723 "with 'padding=True' 'truncation=True' to have batched tensors with the same length."
724 )
ValueError: Unable to create tensor, you should probably activate truncation and/or padding with 'padding=True' 'truncation=True' to have batched tensors with the same length.
Any suggestions are highly appreciated.
It fails because the value
in line 705
is a list of str, which points to hypothesis
. And hypothesis
is one of the ignored_columns
in trainer.py
.
/usr/local/lib/python3.7/dist-packages/transformers/tokenization_utils_base.py in convert_to_tensors(self, tensor_type, prepend_batch_axis)
704 if not is_tensor(value):
--> 705 tensor = as_tensor(value)
See the below snippet from trainer.py
for the remove_unused_columns
flag:
def _remove_unused_columns(self, dataset: "datasets.Dataset", description: Optional[str] = None):
if not self.args.remove_unused_columns:
return dataset
if self._signature_columns is None:
# Inspect model forward signature to keep only the arguments it accepts.
signature = inspect.signature(self.model.forward)
self._signature_columns = list(signature.parameters.keys())
# Labels may be named label or label_ids, the default data collator handles that.

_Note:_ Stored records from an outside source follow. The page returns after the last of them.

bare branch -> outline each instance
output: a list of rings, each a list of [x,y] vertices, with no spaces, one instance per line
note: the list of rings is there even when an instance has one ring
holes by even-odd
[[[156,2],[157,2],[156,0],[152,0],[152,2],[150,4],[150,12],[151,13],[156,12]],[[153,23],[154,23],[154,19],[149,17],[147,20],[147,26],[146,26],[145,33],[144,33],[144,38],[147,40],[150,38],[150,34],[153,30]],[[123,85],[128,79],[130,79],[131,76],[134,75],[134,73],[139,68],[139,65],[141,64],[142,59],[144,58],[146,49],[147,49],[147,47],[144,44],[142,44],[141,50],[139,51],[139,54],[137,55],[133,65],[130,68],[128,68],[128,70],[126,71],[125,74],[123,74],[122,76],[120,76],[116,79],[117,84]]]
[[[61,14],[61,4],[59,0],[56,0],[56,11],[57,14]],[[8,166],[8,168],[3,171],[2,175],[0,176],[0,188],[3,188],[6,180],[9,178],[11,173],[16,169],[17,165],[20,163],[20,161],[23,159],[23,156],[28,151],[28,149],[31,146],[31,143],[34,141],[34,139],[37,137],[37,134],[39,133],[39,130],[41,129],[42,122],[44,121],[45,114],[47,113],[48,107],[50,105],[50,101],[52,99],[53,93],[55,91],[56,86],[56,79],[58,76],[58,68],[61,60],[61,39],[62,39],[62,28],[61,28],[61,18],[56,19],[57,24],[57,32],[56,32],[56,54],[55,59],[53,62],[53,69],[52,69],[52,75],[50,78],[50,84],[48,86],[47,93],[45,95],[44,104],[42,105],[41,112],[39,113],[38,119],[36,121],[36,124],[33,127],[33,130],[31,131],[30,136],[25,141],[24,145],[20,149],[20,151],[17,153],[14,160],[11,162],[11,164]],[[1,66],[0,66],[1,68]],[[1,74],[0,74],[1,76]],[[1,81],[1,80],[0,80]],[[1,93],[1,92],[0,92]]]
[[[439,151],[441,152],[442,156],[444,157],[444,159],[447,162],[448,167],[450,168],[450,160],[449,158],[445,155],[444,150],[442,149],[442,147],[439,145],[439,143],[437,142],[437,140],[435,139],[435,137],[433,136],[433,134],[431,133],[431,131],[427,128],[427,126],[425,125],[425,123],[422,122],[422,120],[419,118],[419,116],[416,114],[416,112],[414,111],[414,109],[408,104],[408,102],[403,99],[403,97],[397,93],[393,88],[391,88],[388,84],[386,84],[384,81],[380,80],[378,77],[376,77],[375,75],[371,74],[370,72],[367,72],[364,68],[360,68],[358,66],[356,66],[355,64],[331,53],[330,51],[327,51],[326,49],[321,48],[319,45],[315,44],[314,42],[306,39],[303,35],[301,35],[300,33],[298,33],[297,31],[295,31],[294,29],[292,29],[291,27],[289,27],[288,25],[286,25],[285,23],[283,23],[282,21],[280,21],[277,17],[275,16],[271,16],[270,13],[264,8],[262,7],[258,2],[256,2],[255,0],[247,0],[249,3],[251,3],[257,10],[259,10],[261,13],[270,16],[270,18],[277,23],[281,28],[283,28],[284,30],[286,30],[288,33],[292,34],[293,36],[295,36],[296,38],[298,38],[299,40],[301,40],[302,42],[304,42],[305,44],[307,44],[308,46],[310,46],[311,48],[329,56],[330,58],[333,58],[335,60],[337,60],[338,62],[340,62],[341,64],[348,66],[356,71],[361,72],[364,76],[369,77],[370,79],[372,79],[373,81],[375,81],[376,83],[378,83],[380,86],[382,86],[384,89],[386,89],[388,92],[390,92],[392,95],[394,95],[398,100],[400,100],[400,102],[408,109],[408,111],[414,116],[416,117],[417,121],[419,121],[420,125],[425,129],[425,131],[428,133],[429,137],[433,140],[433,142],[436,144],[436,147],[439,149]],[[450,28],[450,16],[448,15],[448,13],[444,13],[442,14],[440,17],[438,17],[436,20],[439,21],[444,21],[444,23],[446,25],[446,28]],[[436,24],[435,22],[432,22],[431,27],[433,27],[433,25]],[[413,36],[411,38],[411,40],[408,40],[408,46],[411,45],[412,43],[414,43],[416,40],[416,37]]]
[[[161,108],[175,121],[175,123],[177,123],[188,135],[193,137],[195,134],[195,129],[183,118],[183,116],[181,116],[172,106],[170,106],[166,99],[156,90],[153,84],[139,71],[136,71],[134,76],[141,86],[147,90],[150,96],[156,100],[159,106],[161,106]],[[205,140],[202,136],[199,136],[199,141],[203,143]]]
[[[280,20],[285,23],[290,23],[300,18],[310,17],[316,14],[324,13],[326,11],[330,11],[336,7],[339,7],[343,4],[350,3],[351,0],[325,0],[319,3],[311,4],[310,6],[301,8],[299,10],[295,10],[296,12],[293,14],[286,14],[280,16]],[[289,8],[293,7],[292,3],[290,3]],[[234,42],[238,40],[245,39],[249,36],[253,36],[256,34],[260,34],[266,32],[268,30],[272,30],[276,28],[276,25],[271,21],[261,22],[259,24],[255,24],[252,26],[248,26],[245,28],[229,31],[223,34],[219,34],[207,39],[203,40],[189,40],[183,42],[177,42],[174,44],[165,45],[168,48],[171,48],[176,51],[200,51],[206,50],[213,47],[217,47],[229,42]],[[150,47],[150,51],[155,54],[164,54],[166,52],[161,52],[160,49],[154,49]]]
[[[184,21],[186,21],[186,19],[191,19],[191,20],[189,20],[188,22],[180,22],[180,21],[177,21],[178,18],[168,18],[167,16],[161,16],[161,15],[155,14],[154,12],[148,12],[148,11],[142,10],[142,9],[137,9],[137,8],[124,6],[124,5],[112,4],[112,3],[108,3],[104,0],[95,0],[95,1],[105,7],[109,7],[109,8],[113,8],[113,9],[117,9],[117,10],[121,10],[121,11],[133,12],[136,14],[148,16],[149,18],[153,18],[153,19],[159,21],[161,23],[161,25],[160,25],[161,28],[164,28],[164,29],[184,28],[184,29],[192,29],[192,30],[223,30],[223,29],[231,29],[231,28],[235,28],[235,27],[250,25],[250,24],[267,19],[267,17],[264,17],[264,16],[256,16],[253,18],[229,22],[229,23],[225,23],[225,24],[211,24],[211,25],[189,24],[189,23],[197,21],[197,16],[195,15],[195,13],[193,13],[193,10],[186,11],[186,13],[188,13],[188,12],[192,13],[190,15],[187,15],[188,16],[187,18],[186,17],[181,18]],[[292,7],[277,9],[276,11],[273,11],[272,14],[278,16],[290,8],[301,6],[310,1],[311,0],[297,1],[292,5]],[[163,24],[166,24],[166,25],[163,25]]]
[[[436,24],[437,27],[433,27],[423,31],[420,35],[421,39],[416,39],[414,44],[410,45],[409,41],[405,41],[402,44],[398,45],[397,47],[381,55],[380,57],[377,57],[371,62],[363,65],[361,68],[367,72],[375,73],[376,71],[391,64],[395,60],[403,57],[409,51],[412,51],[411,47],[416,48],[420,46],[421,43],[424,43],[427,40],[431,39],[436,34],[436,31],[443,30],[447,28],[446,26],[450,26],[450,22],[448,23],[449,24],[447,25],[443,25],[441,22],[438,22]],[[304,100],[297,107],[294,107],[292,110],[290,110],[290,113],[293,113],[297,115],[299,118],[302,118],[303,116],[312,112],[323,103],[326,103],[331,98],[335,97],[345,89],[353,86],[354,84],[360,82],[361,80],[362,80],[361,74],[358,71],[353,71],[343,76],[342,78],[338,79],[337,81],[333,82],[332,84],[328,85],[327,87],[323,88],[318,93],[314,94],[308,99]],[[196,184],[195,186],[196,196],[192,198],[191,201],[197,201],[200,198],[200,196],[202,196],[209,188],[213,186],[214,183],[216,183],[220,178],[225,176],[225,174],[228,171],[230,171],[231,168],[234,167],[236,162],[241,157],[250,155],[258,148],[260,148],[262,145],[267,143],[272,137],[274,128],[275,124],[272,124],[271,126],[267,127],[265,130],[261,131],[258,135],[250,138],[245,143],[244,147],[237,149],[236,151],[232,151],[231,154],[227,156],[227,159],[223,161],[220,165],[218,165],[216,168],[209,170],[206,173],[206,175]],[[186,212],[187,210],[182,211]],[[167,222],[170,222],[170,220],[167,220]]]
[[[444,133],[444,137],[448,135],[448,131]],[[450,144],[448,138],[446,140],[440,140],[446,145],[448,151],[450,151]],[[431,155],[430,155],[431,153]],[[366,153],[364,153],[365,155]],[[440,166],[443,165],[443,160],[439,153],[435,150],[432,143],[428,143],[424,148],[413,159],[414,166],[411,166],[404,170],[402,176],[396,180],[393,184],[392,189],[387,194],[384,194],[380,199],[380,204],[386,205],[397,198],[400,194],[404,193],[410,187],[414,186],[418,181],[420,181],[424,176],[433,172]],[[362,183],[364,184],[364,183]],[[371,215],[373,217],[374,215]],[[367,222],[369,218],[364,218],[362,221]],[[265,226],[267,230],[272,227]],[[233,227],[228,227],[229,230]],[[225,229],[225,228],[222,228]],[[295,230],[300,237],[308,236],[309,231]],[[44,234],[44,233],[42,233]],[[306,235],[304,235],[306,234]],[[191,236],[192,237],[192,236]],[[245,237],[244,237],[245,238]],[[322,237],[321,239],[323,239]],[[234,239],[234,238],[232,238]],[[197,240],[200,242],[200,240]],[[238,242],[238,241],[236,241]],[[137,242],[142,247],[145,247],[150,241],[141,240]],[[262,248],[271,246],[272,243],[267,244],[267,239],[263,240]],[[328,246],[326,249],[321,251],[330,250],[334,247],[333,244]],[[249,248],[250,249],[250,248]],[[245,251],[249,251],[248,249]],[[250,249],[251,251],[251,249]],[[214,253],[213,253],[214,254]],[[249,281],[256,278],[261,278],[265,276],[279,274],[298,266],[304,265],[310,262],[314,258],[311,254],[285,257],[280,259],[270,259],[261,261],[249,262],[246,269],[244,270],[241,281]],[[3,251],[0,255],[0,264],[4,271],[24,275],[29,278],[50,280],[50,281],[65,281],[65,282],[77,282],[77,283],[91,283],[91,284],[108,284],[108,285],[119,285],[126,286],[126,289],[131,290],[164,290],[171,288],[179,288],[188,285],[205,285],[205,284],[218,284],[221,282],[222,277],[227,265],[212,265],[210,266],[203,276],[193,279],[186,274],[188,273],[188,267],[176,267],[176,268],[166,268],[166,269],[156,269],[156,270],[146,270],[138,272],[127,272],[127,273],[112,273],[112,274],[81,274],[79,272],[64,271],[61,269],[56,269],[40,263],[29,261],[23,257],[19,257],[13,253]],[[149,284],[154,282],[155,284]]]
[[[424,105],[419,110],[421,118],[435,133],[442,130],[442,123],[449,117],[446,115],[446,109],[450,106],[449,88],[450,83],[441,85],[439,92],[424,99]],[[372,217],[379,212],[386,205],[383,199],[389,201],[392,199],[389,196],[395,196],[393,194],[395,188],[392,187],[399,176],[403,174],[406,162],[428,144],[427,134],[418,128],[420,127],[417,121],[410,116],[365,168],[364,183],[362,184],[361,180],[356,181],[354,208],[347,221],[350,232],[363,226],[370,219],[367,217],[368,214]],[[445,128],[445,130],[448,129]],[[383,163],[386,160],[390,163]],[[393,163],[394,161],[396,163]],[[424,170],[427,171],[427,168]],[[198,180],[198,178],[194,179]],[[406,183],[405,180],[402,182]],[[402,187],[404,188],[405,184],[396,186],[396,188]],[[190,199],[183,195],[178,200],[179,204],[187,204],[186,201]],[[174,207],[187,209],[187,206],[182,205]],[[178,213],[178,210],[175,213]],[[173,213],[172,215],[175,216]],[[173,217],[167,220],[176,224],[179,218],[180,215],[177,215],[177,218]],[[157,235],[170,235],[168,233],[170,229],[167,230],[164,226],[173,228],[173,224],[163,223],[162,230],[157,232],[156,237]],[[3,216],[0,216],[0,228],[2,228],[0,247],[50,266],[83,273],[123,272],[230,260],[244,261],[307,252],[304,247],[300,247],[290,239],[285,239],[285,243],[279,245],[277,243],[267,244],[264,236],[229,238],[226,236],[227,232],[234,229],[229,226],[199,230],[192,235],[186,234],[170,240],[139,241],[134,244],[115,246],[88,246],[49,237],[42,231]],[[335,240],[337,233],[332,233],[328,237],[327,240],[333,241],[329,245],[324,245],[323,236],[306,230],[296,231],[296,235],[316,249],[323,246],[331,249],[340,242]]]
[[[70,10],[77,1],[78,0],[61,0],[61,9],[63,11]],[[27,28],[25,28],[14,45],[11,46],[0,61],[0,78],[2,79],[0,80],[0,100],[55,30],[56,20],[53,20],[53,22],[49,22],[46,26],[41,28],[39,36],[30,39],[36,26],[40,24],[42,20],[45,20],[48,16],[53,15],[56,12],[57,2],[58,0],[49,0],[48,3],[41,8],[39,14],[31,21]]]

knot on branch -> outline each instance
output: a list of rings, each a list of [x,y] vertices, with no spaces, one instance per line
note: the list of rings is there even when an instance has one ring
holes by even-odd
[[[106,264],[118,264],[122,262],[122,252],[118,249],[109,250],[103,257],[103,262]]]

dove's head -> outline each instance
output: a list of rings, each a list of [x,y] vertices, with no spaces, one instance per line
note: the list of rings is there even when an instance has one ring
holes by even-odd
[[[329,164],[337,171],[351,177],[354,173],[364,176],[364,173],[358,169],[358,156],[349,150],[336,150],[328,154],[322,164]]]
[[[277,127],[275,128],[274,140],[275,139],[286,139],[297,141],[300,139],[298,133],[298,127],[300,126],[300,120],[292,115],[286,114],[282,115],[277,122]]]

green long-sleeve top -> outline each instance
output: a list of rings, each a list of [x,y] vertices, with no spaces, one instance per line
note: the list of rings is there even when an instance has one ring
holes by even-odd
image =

self._signature_columns += ["label", "label_ids"]
columns = [k for k in self._signature_columns if k in dataset.column_names]
ignored_columns = list(set(dataset.column_names) - set(self._signature_columns))
There could be a potential pull request on HuggingFace to provide a fallback option in case the flag is False
. But in general, it looks like that the flag implementation is not complete for e.g. it can't be used with Tensorflow.
On the contrary, it doesn't hurt to keep it True
, unless there is some special need.